Professor Padmaja Sankaridurg, BOptom, MIP, PhD
Brien Holden Vision Institute
Since the first International Myopia Conference was held in New York in 1964 the impact of myopia has escalated with myopia becoming a major global issue. The IMC has played an important role to drive and grow myopia research and to provide a forum where the world’s leading researchers can come together and present their findings.
The mission of the conference is to cover and present new findings from a wide range of research areas including experimental myopia, environmental factors, genetic analysis, ophthalmological optics and pathologic myopia. We also hope to encourage researchers from around the world to deepen mutual relationships and to broadcast a new global message with respect to the future of myopia research,” said Dr. Ohno-Matsui in her welcome letter.

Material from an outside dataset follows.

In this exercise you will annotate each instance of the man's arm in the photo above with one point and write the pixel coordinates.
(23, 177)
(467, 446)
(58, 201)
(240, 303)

The 17th IMC jointly organized by the Japan Myopia Society and the Brien Holden Vision Institute was held from September 12-15th at the Tokyo Medical and Dental University and was a hotspot of knowledge, controversy, new data and heavily discussed findings across many of the hot topics in myopia management today.
The President of the Japan Myopia Society, Dr. Kyoko Ohno-Matsui led the record-breaking 870 attendees through the 72 presentations and 180 poster presentations – all increasing the ever-growing knowledge base on how to tackle the myopia trend.
The IMC achieved this and more with robust discussions among the world’s leading researchers working in myopia. The abstracts of the presentations are attached.
Tokyo finishes as a huge success with excitement around the next meeting in two years in Rotterdam, The Netherlands. The global myopia landscape is growing and changing so rapidly it is critical to have these dedicated researchers working in the important area of myopia.